8th Jun 2019, 8:51 PM
AZTECCO
AZTECCO - avatar
+ 2
You need to make it a friend of IntArray so that it gets access to the private parts of IntArray. A friend function is not part of the class' member functions therefore IntArray<T>:: is not correct. Since your class is a template things get a bit more complicated, template friends are a less intuitive/hard part of the language.
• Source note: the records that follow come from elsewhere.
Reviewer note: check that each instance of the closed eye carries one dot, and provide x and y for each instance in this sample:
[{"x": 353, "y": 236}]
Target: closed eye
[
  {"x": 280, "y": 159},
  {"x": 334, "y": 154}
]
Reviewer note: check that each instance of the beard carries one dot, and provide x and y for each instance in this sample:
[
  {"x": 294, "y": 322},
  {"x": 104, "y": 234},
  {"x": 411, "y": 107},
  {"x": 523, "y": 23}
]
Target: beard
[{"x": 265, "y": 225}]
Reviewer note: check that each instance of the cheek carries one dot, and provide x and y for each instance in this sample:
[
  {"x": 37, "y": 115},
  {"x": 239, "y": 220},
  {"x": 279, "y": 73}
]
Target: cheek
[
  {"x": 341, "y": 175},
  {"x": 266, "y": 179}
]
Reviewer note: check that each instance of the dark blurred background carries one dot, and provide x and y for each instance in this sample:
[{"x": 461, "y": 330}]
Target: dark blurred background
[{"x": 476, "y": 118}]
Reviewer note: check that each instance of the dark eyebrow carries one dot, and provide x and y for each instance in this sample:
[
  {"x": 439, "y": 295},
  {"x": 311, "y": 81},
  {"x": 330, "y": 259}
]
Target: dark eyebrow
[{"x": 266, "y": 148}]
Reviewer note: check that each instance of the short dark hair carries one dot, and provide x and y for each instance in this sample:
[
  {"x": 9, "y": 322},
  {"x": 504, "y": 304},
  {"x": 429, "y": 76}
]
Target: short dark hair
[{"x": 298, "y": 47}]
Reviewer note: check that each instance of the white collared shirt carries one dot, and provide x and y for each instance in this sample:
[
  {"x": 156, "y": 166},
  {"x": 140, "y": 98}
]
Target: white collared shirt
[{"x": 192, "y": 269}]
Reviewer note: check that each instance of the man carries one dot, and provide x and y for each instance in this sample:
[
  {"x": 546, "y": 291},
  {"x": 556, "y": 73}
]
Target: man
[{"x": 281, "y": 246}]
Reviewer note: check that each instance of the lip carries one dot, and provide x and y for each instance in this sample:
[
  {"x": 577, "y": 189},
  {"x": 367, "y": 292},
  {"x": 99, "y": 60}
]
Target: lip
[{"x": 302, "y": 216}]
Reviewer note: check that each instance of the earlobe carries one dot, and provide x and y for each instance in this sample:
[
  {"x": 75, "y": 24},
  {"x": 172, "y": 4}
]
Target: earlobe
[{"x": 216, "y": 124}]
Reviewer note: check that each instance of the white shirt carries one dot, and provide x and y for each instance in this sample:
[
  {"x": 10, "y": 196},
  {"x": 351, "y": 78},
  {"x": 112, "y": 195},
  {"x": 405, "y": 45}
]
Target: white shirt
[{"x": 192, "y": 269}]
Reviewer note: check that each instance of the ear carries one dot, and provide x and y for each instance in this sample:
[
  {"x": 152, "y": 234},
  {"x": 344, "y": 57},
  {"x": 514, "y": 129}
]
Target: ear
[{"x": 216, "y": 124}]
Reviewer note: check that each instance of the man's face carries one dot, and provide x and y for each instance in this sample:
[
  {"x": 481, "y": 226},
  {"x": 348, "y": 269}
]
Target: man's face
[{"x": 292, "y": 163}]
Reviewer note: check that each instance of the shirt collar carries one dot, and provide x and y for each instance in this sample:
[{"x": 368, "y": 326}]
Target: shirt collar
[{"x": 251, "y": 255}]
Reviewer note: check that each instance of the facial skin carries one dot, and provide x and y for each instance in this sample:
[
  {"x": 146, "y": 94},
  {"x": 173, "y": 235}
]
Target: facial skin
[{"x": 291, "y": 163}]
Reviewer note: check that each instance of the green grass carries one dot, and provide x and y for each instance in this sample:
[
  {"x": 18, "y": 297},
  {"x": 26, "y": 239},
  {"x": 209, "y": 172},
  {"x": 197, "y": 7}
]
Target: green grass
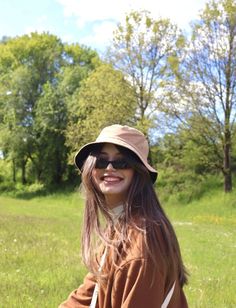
[{"x": 40, "y": 249}]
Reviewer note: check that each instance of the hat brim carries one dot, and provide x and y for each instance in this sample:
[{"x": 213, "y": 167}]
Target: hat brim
[{"x": 84, "y": 152}]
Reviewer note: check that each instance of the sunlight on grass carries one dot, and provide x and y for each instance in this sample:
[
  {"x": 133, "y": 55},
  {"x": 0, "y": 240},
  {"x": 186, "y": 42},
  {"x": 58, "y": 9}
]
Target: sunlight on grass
[{"x": 40, "y": 249}]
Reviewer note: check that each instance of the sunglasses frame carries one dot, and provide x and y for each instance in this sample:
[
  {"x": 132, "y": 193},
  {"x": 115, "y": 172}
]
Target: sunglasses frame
[{"x": 120, "y": 163}]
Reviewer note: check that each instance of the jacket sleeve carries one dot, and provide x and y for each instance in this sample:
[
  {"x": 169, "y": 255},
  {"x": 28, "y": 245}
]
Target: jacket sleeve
[
  {"x": 81, "y": 297},
  {"x": 138, "y": 284}
]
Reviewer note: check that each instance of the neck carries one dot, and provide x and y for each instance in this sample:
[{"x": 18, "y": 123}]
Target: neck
[{"x": 113, "y": 202}]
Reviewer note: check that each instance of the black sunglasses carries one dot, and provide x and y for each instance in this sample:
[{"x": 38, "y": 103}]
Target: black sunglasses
[{"x": 120, "y": 163}]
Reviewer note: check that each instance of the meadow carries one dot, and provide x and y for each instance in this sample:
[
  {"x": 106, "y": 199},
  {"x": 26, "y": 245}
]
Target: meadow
[{"x": 40, "y": 261}]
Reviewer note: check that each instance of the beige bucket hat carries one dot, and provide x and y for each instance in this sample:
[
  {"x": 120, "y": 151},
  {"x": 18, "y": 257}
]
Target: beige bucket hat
[{"x": 125, "y": 136}]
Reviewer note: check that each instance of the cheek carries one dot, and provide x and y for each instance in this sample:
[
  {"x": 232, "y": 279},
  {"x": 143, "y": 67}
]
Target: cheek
[
  {"x": 95, "y": 175},
  {"x": 130, "y": 175}
]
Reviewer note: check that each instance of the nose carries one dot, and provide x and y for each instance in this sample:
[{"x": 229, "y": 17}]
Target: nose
[{"x": 110, "y": 167}]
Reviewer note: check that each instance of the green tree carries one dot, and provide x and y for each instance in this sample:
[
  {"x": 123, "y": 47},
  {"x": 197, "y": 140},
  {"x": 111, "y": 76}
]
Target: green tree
[
  {"x": 144, "y": 49},
  {"x": 206, "y": 82},
  {"x": 104, "y": 98},
  {"x": 38, "y": 76}
]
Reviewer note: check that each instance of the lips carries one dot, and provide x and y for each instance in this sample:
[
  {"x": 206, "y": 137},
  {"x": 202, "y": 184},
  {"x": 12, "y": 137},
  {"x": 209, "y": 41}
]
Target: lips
[{"x": 111, "y": 179}]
The way I usually do it is give the friend function a template as well. template<typename T> class IntArray { template<typename U> // <-- Can't be template<typename T> as it's already in use friend std::ostream& operator<<( std::ostream& os, const IntArray<U>& o ); // Notice the <U> and not the <T> private: T* a; int size; }; template<typename U> // Again, not T std::ostream& operator<<( std::ostream& os, const IntArray<U>& o ) { // ... return os; } Reason for it is if you don't template the friend as well and just use T then the compiler will only generate a declaration for IntArray<T> but there is no implementation for it so a linker error will occur. 'IntArray<int> a' would generate friend std::ostream& operator<<( std::ostream& os, const IntArray<int>& o ); and you would have to specifically implement std::ostream& operator<<( std::ostream& os, const IntArray<int>& o ){ ... } Now it works fine for IntArray<int> but breaks with IntArray<unsigned> unless you feel like implementing it for every possible type.
9th Jun 2019, 9:00 AM
Dennis
Dennis - avatar
+ 1
yes for sure! header file: template<class T> class IntArray{ public: /copy cunst.. / member functions /destructer private: T *a; int size; }; template<class T> std::ostream & operator<<(std::ostream & os, const IntArray<T> & d); //end of header file source code//implementattion: template<cass> std::ostream &IntArray<T>:: operator<<(std::ostream & os, const IntArray<T> & d){ for(int i=0;i<d,size;i++) os<<d.a[i]<<std::endl; return os; } i hope it is sufficient to understand the process!
9th Jun 2019, 3:14 AM
Abrorbek Zukhriddinov
Abrorbek Zukhriddinov - avatar
+ 1
Yes thanks for all of you! I got them !
9th Jun 2019, 3:39 PM
Abrorbek Zukhriddinov
Abrorbek Zukhriddinov - avatar